“Its something unpredictable, but…[…]” That’s how one of my favorite Songs starts. And to answer today’s assignment ‘how will the election 2012 look like’: It’s something unpredictable!
Looking back what we have covered in class, one session personally stuck me most: We watched this video about how the media and society will look like in 2014. It was produced in early ofand did not even mention Social Media, including Facebook or video sharing sites such as Youtube. Can you believe this? We are only lining in 2009! We also talked about Moore’s Law. This concept describes that every two years Personal Computers become twice as fast and half as cheap. If I combine both, the film 2014 – Museum of Media History and Moore’s Law, well, then: no idea how the future campaigns look like.
However, it is kind of predictable from what we have studied this semester: a main happening is the decline of traditional journamlism/ media and an incline of citizen journalism. I am pretty sure that this trend will continue until it reaches a balance between professional journalism and free-time journalism. I am also pretty sure that certain habit will further evolve. We are more and more transferring into a “information generation on the go.” So I think that mobile applications will further gain a huge market share in terms of information distribution. Maybe we will also all have electronic papers by then.
Garrett Graff describes in his article “Bacack Obama: How Content Management and Web2.0 Helped Win the White House” that many political campaign teams never fully integrated ordinary tools such as email, texting capabilities, voter files, and credit card processing systems into their online campaigns.

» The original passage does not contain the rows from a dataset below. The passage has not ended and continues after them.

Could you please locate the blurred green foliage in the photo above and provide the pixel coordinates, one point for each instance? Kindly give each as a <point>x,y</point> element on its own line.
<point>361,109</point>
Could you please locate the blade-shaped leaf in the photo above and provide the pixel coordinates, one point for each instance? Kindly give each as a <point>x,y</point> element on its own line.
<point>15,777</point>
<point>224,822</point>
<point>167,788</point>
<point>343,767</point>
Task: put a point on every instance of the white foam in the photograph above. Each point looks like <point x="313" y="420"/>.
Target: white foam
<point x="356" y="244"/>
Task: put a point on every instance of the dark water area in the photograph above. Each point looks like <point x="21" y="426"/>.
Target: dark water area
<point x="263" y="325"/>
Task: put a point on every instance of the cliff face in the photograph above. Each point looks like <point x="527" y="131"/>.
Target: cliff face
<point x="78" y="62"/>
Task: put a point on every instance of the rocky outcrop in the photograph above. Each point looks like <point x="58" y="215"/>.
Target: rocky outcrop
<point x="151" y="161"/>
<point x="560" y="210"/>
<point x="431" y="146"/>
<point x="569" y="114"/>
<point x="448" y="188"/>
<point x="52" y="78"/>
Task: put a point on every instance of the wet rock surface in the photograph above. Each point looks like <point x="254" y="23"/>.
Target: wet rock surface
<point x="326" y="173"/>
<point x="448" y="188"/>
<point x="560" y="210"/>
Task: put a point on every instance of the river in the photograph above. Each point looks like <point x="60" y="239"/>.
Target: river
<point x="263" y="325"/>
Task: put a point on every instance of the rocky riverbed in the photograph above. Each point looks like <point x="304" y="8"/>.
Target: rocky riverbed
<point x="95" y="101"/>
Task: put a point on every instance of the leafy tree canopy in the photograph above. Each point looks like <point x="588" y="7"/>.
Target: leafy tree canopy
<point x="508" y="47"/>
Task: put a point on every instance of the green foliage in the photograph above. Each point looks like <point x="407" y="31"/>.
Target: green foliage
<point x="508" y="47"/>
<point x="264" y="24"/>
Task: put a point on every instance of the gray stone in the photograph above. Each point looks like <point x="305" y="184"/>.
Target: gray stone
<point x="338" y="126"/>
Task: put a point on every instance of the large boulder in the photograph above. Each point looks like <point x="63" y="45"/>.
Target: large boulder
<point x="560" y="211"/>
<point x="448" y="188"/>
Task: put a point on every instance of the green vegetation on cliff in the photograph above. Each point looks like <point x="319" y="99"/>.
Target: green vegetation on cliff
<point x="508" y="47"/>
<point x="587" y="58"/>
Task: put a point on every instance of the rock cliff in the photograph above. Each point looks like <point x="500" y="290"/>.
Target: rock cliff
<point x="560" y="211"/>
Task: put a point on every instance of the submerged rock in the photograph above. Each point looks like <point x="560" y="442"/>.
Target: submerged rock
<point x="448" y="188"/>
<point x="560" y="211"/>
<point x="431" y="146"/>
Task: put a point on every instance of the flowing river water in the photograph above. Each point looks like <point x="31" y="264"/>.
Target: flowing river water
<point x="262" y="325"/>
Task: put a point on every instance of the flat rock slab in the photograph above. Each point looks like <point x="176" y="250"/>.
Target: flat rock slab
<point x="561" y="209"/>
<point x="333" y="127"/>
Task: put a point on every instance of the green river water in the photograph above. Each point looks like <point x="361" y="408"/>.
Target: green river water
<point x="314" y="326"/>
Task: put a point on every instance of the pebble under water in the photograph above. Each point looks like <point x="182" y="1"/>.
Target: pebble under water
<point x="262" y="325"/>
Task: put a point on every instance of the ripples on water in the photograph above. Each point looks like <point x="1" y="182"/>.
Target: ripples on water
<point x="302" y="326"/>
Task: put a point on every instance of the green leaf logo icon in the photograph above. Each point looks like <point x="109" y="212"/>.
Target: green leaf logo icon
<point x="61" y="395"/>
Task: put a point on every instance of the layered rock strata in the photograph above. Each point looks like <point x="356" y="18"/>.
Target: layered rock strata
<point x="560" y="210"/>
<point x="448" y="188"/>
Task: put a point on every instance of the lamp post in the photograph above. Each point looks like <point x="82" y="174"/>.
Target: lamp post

To come back to the question how the 2012 Presidential Election will look like: I think it is the general understanding to integrate these applications with a changing media habit, a changing media consumption, and a shifting perception of journalism. At the core will be a huge grassroots movement, maybe even bigger than the one we have seen so far. As the Edelman Social Pulpit remarks, the integration of online advocacy into every element of the campaign will ultimately decide over looser or winner.